A 4-7-1711, Della Chiesa escrevia aos Cardeais: «Participo em primeiro lugar a morte de S. Ex.ª o Snr. Card, de Tournon, ocorrida em Macau no dia de Pestecoste depois de estar muito tempo doente; atacado de apoplexia, confortado com os SS. Sacramentos, entregou a alma ao Senhor».
A D. João Francisco Nicolai, O. F. M. escreveu Della Chiesa a 17-10-1712:
«S. Ex.ª já morreu de improviso, não tendo deixado sucessor.
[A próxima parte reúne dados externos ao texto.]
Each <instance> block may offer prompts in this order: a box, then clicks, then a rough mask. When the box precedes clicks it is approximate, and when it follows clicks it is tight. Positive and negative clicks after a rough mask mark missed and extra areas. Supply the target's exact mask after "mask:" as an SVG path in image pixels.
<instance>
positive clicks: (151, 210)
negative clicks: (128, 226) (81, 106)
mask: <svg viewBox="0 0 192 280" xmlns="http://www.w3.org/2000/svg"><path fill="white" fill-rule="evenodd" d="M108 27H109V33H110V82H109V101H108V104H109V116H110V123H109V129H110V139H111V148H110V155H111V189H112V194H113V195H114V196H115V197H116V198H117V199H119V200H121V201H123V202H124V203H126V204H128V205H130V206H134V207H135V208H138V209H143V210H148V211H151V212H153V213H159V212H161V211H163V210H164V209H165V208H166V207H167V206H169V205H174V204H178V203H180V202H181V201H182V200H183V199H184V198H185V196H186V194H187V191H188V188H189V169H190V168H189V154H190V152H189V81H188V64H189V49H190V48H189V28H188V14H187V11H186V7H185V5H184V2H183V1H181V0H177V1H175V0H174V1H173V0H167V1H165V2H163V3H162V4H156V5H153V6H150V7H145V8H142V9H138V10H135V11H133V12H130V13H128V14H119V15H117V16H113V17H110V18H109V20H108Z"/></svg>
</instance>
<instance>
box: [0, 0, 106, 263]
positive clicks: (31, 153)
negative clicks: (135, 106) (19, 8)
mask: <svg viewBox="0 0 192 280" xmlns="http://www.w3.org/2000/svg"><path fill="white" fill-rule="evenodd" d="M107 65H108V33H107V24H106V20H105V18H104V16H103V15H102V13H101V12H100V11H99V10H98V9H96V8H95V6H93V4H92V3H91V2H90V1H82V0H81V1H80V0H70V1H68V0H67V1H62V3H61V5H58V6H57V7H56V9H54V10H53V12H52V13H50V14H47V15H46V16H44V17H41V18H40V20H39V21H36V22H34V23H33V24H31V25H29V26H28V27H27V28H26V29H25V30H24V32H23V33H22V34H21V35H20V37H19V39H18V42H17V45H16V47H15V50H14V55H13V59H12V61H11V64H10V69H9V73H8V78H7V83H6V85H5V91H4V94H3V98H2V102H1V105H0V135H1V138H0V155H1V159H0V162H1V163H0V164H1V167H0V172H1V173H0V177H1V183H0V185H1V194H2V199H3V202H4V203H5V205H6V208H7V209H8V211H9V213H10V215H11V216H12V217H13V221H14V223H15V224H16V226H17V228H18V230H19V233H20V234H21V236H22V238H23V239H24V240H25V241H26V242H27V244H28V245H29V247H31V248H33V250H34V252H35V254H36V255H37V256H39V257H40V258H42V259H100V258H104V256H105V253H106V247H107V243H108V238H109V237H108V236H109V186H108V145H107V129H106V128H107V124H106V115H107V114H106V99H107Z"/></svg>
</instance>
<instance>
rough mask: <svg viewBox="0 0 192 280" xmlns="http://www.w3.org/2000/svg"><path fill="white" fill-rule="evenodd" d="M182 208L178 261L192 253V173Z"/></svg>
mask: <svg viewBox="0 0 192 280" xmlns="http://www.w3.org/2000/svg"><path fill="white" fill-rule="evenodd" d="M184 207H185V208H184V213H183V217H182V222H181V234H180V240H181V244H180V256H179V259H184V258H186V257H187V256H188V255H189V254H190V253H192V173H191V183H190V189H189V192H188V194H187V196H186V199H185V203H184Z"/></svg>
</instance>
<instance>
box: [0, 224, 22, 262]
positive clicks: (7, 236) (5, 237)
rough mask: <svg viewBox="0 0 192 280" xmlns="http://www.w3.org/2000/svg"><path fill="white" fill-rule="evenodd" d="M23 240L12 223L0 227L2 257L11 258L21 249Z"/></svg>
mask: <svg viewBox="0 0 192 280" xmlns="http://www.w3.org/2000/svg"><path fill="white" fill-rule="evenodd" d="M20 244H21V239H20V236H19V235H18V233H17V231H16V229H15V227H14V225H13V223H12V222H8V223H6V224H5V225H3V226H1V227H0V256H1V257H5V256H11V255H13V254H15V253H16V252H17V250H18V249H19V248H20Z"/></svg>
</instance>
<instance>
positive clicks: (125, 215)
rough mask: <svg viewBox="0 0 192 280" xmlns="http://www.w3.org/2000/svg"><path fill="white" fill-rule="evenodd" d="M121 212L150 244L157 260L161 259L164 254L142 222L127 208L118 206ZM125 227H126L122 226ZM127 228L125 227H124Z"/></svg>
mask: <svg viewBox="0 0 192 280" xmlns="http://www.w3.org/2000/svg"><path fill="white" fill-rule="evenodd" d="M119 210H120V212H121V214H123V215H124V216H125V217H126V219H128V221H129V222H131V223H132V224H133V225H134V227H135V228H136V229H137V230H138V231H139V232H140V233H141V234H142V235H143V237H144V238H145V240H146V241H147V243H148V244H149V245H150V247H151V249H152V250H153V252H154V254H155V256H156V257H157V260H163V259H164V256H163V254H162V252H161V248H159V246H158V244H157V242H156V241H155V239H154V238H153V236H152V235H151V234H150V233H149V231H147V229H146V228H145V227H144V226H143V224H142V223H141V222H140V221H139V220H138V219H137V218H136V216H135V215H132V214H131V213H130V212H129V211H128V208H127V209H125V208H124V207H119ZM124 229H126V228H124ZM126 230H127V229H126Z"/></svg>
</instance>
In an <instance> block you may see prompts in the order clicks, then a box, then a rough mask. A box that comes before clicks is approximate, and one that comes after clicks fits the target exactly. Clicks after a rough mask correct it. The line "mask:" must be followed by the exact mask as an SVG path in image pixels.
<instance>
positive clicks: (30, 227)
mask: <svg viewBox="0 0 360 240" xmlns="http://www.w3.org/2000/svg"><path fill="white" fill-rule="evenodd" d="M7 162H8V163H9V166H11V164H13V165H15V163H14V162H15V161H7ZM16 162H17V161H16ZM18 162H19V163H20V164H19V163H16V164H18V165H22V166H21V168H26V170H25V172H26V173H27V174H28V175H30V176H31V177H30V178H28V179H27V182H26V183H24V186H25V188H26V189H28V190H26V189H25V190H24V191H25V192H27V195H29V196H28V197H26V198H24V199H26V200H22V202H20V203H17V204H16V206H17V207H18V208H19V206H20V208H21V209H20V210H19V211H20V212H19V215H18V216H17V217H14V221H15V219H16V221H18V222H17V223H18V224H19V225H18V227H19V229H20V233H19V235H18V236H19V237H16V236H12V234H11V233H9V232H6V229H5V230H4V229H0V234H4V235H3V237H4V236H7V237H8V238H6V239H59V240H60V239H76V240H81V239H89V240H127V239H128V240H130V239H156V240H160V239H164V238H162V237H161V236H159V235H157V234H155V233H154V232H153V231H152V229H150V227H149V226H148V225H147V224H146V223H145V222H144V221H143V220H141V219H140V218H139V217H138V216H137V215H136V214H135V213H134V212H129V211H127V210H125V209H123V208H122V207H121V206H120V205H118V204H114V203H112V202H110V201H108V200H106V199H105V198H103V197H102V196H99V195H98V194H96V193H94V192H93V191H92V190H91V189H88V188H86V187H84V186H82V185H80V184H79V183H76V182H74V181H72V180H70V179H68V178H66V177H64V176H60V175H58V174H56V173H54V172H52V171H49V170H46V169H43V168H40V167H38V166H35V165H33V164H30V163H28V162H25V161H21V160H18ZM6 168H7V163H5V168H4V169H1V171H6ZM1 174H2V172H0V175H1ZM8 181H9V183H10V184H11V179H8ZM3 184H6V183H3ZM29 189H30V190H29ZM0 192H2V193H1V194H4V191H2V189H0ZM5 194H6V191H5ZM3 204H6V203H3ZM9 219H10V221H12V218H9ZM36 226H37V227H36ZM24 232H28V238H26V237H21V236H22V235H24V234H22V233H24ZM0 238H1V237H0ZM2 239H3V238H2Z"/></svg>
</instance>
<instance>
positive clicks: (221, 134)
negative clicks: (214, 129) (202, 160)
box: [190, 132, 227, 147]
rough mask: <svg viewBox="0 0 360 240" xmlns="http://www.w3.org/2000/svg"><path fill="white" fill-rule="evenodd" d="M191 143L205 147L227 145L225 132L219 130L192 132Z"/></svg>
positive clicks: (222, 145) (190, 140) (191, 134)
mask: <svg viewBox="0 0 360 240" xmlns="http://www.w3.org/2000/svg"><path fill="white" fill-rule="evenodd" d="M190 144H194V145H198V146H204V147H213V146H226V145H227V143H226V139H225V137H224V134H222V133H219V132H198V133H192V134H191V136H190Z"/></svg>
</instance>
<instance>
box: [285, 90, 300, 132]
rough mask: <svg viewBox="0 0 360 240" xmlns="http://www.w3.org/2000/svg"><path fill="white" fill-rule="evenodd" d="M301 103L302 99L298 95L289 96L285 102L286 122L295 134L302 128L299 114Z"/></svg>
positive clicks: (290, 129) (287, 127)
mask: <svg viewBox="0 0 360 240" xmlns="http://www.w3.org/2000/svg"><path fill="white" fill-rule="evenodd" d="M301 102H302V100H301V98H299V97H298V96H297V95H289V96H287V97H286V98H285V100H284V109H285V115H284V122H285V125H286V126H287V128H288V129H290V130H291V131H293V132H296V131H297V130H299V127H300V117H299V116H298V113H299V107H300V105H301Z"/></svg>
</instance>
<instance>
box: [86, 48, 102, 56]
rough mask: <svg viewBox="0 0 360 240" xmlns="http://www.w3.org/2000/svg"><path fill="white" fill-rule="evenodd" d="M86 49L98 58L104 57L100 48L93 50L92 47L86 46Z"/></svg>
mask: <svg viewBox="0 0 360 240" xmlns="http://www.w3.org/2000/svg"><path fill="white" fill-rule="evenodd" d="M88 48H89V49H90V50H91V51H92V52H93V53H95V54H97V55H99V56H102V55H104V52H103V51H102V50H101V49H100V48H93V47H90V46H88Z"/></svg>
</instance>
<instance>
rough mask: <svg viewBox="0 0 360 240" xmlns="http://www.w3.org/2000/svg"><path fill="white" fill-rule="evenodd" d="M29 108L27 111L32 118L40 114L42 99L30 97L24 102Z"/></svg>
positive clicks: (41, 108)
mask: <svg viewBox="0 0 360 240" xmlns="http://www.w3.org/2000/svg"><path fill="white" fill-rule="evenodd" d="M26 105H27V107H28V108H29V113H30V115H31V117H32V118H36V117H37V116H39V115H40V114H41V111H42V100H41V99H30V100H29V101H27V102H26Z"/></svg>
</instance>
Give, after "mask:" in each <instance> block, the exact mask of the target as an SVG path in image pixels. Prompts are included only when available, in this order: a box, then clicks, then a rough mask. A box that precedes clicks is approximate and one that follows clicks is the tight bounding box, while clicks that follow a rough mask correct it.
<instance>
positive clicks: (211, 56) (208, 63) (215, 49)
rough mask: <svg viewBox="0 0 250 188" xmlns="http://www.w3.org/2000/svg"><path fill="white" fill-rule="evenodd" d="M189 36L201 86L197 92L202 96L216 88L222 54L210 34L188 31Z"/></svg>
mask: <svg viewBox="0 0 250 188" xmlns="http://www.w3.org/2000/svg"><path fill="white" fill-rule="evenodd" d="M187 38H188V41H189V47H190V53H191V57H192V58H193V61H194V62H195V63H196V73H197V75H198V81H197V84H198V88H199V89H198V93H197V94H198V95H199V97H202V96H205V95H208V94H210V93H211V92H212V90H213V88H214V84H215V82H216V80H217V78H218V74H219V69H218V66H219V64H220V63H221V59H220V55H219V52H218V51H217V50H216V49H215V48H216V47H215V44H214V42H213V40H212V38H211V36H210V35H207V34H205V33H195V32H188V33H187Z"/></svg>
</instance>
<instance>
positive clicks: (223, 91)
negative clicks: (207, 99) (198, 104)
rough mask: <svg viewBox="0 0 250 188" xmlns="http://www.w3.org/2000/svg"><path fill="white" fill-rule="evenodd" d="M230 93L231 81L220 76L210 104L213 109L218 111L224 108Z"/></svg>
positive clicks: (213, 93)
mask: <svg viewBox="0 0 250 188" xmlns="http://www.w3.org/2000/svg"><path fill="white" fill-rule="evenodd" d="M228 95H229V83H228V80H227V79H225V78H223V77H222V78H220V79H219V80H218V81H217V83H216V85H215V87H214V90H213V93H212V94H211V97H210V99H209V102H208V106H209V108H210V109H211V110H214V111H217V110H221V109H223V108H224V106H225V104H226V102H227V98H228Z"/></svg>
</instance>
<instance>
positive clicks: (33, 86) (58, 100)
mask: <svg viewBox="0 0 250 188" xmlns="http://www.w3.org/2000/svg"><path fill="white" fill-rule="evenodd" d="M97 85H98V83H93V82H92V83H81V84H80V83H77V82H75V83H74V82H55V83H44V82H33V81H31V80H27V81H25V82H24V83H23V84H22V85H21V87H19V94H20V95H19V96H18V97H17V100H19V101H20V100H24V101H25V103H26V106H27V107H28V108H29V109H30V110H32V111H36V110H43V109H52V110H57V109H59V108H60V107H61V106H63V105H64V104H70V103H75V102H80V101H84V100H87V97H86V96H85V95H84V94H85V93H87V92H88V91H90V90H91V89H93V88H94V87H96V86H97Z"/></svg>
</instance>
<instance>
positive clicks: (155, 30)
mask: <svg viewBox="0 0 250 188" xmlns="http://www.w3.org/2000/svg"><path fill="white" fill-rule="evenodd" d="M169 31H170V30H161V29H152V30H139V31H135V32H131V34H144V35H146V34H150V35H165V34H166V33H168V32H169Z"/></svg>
Faleceu na casa onde vivia, perto da Fortaleza da Barra, sendo o seu corpo metido num caixão para depois ser levado para Roma». Frei José de Jesus Maria diz: «foi Deos servido dar lhe huma doença, em que levou a sua Alma desta para a melhor vida, e se lhe fez nesta terra hum funeral sumptuozo, com toda a possivel pompa, dando se a seu corpo sepultura nesta catedral».
A Collecção de varios factos dá a data errada de 8 de Julho em vez de 8 de Junho, dizendo: «8 de Julho de 1710 - «Neste dia pela huma da tarde falleceo o Sr. Patriarcha D. Carlos Thomas já este tempo feito Cardeal -logo se soube da sua morte dobrarão os sinos.»